ScreeningNotes’s review published on Letterboxd :
"It's alive! It's alive!!"
"Ah, shut it."
Bride of Frankenstein opens with a conversation between a fictional Mary Shelley, along with her husband Percy Shelley and Lord Byron, on the topic of her great novel Frankenstein. She says there's more to the story than was in her book, and from there the film picks up where 1931's Frankenstein left off. But something's different: in place of the previous film's gothic horror atmosphere, there's a tone which is much lighter.
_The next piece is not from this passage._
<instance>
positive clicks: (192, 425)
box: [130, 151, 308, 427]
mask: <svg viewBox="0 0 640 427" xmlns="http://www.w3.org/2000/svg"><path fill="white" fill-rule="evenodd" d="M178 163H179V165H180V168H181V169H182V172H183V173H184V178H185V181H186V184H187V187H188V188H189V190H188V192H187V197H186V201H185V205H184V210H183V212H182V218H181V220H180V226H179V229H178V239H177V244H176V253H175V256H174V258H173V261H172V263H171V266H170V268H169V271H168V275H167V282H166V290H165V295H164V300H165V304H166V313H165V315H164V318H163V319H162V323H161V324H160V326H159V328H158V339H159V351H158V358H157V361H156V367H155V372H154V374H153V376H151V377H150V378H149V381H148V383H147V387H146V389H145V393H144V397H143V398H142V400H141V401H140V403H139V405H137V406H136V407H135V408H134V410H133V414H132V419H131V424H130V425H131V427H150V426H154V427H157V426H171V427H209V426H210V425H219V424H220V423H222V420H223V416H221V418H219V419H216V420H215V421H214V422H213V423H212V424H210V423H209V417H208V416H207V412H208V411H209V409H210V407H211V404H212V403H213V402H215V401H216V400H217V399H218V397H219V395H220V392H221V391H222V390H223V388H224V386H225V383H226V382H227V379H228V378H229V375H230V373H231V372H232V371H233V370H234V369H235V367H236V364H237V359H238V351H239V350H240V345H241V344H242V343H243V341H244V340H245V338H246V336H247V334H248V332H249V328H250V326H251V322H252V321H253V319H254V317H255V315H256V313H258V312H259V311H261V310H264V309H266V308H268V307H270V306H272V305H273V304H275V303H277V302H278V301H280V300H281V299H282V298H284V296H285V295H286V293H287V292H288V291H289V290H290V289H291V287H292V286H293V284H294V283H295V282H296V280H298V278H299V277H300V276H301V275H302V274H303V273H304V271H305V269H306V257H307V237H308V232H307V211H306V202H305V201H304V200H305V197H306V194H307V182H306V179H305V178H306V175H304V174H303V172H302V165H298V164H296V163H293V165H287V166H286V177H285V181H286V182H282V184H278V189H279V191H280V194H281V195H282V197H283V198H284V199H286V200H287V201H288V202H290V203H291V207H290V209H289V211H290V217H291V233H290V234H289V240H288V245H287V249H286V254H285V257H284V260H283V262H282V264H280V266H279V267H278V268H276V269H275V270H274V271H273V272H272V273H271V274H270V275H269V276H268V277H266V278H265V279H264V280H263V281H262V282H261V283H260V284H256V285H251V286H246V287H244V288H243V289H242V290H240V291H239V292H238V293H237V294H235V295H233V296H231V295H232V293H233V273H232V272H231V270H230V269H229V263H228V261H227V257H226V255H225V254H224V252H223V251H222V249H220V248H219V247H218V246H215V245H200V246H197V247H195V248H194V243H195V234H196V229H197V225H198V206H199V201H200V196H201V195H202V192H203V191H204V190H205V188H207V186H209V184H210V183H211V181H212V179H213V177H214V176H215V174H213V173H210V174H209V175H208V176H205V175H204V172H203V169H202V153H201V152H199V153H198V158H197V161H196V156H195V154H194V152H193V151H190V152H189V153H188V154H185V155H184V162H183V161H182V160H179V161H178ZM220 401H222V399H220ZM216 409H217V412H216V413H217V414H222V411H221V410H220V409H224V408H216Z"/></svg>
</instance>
Rather than making a direct sequel to his smash hit (which broke box office records at the time) and playing it straight, James Whale follows up his success by parodying the very thing that brought him fame and fortune. Bride keeps all the memorable horror beats from the first film and turns them up to play on their melodramatic comedy. All it takes is a small change in timing to turn "It's alive!" from a shock to a laugh. Linger longer on an exaggerated camera angle or lighting cue and you go from a gasp to a chuckle.
But even as it's purposefully undermining its own imagery, it does so without making it look cheap. Bride magically maintains the odd angles of its Caligari-inspired cinematography and set design with a more comedic tone without losing any of its impact. It's all still beautiful, breathtaking, and literally awesome (in the traditional sense of awe-inspiring).
By shifting the tone of the film, it also shifts the meaning of Frankenstein's monster as a character. Bride not only undercuts Frankenstein's story beats, but also its themes: whereas in the original film he was a beast to be feared, here the citizens are the ones we ought to be afraid of. The monster is constantly misunderstood by them, as in a scene where he tries to save a girl who fell into a pool of water: they see him as trying to drown her instead of trying to help. This is much closer to the original novel's interpretation of the character, where he functioned as an indictment of mob mentality and humanity's tendency to reject what it doesn't understand.
As much as I can appreciate everything that Bride of Frankenstein does for the horror genre and for cinema in general, it never really clicked with me. I think it's an important film to study for anyone interested in horror or in genre parody (hopefully I'll eventually make a Horror Canon list to go with my Sci-Fi Canon), but for me it's a movie I'm much more interested in talking about than in watching. Fortunately, there's plenty worth talking about.